Fraser was born on 21 August 1832 in Big Brook, a small rural township in Pictou County, Nova Scotia, Canada. He was the youngest son of Jane and William Fraser. His parents shared the same surname, although no familial connection has been noted between the two. Fraser's father was born in Beauly, Inverness-shire, Scotland, and claimed descent from Clan Fraser of Lovat. He arrived in Nova Scotia in 1801, as a small child. According to Fraser, his mother spoke fluent Scottish Gaelic and one of his grandfathers spoke "very little English". In 1906, he would become the inaugural patron of the Gaelic Society of Victoria, an organisation devoted to keeping the Gaelic language and customs alive in Australia. In an address to the society, he said that he could speak only a few sentences of Gaelic, but that he could still understand most conversations. In 1839, when Fraser was seven years old, his father was killed in a sawmilling accident. He began working on the family farm at a young age, and received limited formal schooling. Attracted by the Victorian gold rush, he immigrated to Australia at the age of 21, arriving in Melbourne in 1853. He immediately went to the goldfields at Bendigo, where he turned a profit selling supplies to miners.
Business career
In 1855, Fraser moved to Melbourne and opened a store on Elizabeth Street. One of his more notable contracts was to supply ballast to the Deniliquin and Moama Railway Company, a privately owned railway which connected Moama on the Murray River to Deniliquin in southern New South Wales. Instead of supplying blue metal, Fraser supplied quartz from the slag heaps of Bendigo gold mines. It met the specifications of the contract, but was not what was expected by the owners of the railway. Fraser later bought extensive estates in the Western District of Victoria and became a leader of the wealthy wool-growing class known as the Squattocracy.
Fraser married Margaret Bolger in 1862 and had two daughters.
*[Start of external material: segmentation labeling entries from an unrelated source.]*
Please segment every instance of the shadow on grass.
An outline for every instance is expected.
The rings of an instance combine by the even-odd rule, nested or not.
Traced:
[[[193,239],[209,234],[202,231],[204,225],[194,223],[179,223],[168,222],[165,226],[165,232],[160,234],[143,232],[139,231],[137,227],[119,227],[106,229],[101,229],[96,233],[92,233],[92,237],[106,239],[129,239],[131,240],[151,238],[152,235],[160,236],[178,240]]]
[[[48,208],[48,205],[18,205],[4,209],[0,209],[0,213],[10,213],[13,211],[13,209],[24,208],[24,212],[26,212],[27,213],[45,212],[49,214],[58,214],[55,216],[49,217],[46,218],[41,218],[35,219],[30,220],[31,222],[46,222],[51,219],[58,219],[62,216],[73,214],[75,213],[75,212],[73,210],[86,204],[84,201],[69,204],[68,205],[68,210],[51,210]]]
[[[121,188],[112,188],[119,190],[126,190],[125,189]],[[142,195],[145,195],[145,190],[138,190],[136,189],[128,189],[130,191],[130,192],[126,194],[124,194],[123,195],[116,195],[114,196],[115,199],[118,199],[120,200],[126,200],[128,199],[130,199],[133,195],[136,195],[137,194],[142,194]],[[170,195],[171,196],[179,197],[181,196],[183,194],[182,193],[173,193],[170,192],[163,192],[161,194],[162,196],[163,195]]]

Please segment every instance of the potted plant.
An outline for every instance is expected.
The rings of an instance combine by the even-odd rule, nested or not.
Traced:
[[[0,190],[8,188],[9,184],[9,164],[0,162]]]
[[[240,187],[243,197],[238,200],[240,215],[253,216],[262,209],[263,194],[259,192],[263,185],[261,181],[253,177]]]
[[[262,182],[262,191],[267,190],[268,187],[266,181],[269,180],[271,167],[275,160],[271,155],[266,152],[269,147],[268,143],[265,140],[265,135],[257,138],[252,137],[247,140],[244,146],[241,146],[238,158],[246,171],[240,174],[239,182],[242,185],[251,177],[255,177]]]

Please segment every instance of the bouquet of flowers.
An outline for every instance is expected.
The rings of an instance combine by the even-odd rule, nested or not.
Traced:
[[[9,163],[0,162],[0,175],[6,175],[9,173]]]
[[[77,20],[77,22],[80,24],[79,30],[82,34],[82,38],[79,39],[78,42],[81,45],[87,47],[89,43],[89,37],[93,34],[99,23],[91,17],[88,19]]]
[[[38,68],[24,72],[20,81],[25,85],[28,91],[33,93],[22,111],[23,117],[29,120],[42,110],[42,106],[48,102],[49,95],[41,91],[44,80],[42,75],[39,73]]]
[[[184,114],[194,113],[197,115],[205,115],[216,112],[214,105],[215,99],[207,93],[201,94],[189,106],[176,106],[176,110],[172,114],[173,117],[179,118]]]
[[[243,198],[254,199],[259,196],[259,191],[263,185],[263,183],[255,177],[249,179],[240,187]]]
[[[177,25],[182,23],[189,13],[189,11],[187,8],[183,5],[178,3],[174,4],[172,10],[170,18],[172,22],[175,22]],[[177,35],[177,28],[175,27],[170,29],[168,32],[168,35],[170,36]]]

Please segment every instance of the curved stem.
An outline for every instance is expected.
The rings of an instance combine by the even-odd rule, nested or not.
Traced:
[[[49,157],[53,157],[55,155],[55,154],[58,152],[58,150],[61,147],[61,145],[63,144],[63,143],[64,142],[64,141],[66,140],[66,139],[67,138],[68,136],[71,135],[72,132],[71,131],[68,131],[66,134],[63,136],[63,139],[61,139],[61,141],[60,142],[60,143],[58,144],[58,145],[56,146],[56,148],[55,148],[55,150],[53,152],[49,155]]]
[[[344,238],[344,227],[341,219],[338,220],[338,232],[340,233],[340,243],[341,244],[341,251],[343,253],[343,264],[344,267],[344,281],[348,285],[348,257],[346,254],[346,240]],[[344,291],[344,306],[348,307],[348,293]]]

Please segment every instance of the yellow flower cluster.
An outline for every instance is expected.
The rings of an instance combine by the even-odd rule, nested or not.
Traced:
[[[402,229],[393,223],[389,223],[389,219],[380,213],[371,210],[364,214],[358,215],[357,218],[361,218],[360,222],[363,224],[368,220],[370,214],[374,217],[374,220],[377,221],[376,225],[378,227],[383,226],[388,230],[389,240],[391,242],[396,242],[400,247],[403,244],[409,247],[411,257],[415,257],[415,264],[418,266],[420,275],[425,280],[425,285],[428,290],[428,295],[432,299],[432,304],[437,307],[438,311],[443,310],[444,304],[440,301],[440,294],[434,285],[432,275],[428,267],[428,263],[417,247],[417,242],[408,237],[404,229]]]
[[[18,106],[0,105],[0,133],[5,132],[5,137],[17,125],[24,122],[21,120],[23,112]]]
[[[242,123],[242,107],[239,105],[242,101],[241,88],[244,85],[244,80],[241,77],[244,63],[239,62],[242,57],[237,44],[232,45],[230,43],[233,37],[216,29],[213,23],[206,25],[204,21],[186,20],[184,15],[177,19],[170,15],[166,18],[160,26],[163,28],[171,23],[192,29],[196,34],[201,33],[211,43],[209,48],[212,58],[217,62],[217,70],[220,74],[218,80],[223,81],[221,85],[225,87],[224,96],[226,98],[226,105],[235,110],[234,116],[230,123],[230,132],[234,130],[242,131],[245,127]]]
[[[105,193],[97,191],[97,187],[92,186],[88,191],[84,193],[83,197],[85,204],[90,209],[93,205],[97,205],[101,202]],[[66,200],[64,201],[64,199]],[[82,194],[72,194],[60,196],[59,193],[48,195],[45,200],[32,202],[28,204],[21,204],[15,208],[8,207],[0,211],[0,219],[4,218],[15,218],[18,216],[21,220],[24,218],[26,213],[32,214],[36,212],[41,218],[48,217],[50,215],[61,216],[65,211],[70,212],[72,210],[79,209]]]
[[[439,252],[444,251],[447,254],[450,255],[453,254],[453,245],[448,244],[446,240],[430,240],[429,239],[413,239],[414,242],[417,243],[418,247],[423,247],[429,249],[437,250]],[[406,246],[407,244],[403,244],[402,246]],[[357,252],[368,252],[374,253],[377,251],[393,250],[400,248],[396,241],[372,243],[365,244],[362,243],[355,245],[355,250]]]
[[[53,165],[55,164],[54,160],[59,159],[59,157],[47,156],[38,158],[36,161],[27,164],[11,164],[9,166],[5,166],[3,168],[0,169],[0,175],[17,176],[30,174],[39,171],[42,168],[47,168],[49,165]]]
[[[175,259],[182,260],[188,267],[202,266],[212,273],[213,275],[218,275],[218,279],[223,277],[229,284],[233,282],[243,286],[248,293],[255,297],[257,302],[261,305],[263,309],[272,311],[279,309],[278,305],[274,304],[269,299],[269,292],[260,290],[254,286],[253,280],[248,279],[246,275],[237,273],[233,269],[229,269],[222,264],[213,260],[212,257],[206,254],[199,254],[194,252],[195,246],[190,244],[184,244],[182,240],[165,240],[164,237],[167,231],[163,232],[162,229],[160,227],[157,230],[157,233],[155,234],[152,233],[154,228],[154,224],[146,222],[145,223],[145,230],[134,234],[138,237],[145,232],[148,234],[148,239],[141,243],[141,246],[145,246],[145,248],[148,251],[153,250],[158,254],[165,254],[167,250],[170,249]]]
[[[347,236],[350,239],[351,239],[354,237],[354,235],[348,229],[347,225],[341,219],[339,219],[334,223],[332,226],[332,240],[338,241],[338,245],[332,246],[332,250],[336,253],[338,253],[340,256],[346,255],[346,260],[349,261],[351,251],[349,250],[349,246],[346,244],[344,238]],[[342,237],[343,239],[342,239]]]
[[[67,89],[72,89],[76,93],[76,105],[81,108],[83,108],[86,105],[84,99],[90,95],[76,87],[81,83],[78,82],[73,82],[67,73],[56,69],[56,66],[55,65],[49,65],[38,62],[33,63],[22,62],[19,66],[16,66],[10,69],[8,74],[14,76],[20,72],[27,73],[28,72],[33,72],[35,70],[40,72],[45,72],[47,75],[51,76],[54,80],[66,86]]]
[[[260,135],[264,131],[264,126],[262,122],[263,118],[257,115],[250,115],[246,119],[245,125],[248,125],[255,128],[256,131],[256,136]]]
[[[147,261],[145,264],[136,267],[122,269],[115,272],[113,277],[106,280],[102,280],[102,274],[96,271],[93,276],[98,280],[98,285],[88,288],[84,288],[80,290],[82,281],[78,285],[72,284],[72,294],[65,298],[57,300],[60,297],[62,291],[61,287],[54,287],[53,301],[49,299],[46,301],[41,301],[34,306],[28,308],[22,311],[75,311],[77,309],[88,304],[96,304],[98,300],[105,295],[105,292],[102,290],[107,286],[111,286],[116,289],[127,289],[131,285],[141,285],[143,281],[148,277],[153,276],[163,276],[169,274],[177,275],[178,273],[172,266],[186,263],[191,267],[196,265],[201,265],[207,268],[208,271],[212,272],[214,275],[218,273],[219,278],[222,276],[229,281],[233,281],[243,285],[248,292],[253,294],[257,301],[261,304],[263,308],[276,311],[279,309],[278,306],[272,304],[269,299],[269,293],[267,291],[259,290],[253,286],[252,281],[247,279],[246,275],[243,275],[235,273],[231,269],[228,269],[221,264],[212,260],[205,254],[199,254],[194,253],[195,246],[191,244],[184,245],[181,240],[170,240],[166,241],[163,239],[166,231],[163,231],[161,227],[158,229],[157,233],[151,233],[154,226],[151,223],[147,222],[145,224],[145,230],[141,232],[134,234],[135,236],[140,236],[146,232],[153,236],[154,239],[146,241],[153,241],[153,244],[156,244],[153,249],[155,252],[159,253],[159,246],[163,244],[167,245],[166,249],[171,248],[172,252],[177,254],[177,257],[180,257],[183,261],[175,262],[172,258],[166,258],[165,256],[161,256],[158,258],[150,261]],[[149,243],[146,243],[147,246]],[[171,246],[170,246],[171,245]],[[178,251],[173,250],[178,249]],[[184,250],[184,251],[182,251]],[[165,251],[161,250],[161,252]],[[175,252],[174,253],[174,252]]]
Following her death in 1880, he married Anne Collins in 1885 and had three sons with her. His brother-in-law was Robert Martin Collins, a member of the Queensland Parliament. One of these, Neville Fraser, inherited Simon Fraser's property at Balpool in the Riverina district of New South Wales, where the future Australian Prime MinisterMalcolm Fraser grew up. Another son, Simon, was a champion footballer and rowed for Australia in the 1912 Stockholm Olympics. Simon died just two months before his father, aged 32. Fraser died of bronchitis on 30 July 1919, aged 86, in Melbourne. He was survived by his wife, Anne, a daughter and two sons.